In their study, the researchers introduced a new approach to increase the probability of the Unruh effect, by adding light to the entire scenario — an approach known as stimulation.

“When you add photons into the field, you’re adding ‘n’ times more of those fluctuations than this half a photon that’s in the vacuum,” Sudhir explains. “So, if you accelerate through this new state of the field, you’d expect to see effects that also scale ‘n’ times what you would see from just the vacuum alone.”

However, in addition to the quantum Unruh effect, the additional photons would also amplify other effects in the vacuum — a major drawback that has kept other hunters of the Unruh effect from taking the stimulation approach.

Šoda, Sudhir, and Kempf, however, found a work-around, through “acceleration-induced transparency,” a concept they introduce in the paper. They showed theoretically that if a body such as an atom could be made to accelerate with a very specific trajectory through a field of photons, the atom would interact with the field in such a way that photons of a certain frequency would essentially appear invisible to the atom.

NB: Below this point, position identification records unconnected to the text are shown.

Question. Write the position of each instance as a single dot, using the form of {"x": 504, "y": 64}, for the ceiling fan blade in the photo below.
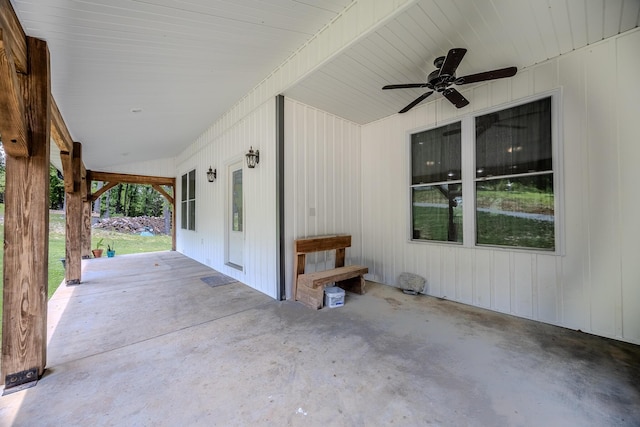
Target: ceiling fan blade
{"x": 487, "y": 75}
{"x": 455, "y": 97}
{"x": 451, "y": 62}
{"x": 415, "y": 102}
{"x": 405, "y": 86}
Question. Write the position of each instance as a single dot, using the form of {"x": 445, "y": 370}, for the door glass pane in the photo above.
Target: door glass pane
{"x": 237, "y": 201}
{"x": 517, "y": 212}
{"x": 192, "y": 214}
{"x": 183, "y": 195}
{"x": 192, "y": 184}
{"x": 183, "y": 216}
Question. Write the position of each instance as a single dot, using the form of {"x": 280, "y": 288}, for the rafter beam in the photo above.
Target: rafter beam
{"x": 14, "y": 34}
{"x": 102, "y": 190}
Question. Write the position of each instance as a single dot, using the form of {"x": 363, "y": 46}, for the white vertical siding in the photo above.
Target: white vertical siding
{"x": 628, "y": 95}
{"x": 207, "y": 243}
{"x": 593, "y": 284}
{"x": 322, "y": 182}
{"x": 356, "y": 21}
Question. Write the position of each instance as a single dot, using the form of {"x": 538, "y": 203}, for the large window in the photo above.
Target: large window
{"x": 514, "y": 177}
{"x": 188, "y": 201}
{"x": 436, "y": 184}
{"x": 511, "y": 200}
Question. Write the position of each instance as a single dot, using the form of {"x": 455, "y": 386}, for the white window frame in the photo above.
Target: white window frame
{"x": 468, "y": 156}
{"x": 187, "y": 200}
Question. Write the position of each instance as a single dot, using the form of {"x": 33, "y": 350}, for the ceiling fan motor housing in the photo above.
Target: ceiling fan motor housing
{"x": 439, "y": 82}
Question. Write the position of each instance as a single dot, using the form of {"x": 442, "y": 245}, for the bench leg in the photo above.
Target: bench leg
{"x": 312, "y": 298}
{"x": 355, "y": 284}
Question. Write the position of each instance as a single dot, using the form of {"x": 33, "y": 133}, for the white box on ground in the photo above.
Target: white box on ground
{"x": 333, "y": 297}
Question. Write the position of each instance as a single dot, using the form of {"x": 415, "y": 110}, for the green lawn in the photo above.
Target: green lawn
{"x": 123, "y": 244}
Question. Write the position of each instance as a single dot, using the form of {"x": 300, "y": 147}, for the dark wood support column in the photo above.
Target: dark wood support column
{"x": 26, "y": 236}
{"x": 74, "y": 209}
{"x": 86, "y": 218}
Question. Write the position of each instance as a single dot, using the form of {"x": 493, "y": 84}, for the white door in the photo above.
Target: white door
{"x": 235, "y": 215}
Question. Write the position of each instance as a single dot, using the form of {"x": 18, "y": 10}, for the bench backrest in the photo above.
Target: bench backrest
{"x": 319, "y": 244}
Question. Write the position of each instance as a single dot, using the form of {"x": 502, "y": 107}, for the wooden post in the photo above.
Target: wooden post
{"x": 73, "y": 211}
{"x": 26, "y": 233}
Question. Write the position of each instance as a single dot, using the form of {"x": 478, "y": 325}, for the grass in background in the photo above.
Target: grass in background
{"x": 123, "y": 243}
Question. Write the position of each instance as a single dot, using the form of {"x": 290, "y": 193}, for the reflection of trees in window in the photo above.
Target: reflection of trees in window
{"x": 514, "y": 177}
{"x": 237, "y": 200}
{"x": 188, "y": 201}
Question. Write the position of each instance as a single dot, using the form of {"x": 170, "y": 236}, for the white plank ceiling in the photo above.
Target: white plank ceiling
{"x": 185, "y": 62}
{"x": 497, "y": 34}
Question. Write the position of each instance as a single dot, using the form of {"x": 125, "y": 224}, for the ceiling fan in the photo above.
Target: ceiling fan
{"x": 444, "y": 76}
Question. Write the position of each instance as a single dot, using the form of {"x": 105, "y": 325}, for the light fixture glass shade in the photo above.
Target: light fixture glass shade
{"x": 253, "y": 158}
{"x": 212, "y": 174}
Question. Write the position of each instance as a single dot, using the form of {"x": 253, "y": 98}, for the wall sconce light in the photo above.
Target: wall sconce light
{"x": 212, "y": 174}
{"x": 253, "y": 158}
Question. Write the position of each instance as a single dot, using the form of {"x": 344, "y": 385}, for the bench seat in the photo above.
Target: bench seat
{"x": 321, "y": 278}
{"x": 308, "y": 288}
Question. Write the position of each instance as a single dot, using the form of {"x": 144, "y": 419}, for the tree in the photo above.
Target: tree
{"x": 56, "y": 188}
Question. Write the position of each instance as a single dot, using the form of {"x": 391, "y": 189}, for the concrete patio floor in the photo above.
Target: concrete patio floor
{"x": 145, "y": 341}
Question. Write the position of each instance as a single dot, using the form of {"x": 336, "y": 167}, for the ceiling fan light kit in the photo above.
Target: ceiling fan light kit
{"x": 441, "y": 79}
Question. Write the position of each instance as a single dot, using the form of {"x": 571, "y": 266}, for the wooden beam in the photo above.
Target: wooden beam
{"x": 13, "y": 126}
{"x": 67, "y": 171}
{"x": 13, "y": 32}
{"x": 59, "y": 131}
{"x": 26, "y": 236}
{"x": 73, "y": 223}
{"x": 76, "y": 166}
{"x": 129, "y": 179}
{"x": 85, "y": 250}
{"x": 102, "y": 190}
{"x": 163, "y": 192}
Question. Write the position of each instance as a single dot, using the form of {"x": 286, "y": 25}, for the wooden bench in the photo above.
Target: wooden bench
{"x": 308, "y": 288}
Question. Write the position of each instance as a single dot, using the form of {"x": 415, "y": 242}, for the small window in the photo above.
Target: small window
{"x": 514, "y": 177}
{"x": 436, "y": 184}
{"x": 188, "y": 201}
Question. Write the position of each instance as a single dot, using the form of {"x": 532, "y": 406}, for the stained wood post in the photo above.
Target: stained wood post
{"x": 73, "y": 211}
{"x": 26, "y": 232}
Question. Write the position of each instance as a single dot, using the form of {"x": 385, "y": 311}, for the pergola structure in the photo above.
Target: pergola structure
{"x": 29, "y": 121}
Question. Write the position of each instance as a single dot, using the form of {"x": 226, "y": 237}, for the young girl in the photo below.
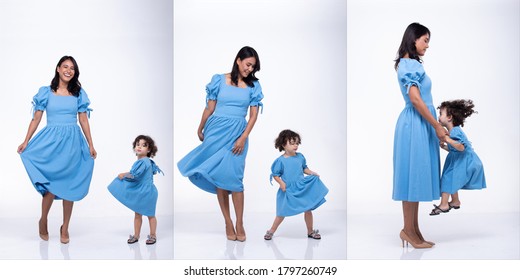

“When we stimulate the Unruh effect, at the same time we also stimulate the conventional, or resonant, effects, but we show that by engineering the trajectory of the particle, we can essentially turn off those effects,” Šoda says.

By making all other effects transparent, the researchers could then have a better chance of measuring the photons, or the thermal radiation coming from only the Unruh effect, as the physicists predicted.

The researchers already have some ideas for how to design an experiment based on their hypothesis. They plan to build a laboratory-sized particle accelerator capable of accelerating an electron to close to the speed of light, which they would then stimulate using a laser beam at microwave wavelengths. They are looking for ways to engineer the electron’s path to suppress classical effects, while amplifying the elusive Unruh effect.

“Now we have this mechanism that seems to statistically amplify this effect via stimulation,” Sudhir says. “Given the 40-year history of this problem, we’ve now in theory fixed the biggest bottleneck.”

This research was supported, in part, by the National Science and Engineering Research Council of Canada, the Australian Research Council, and a Google Faculty Research Award.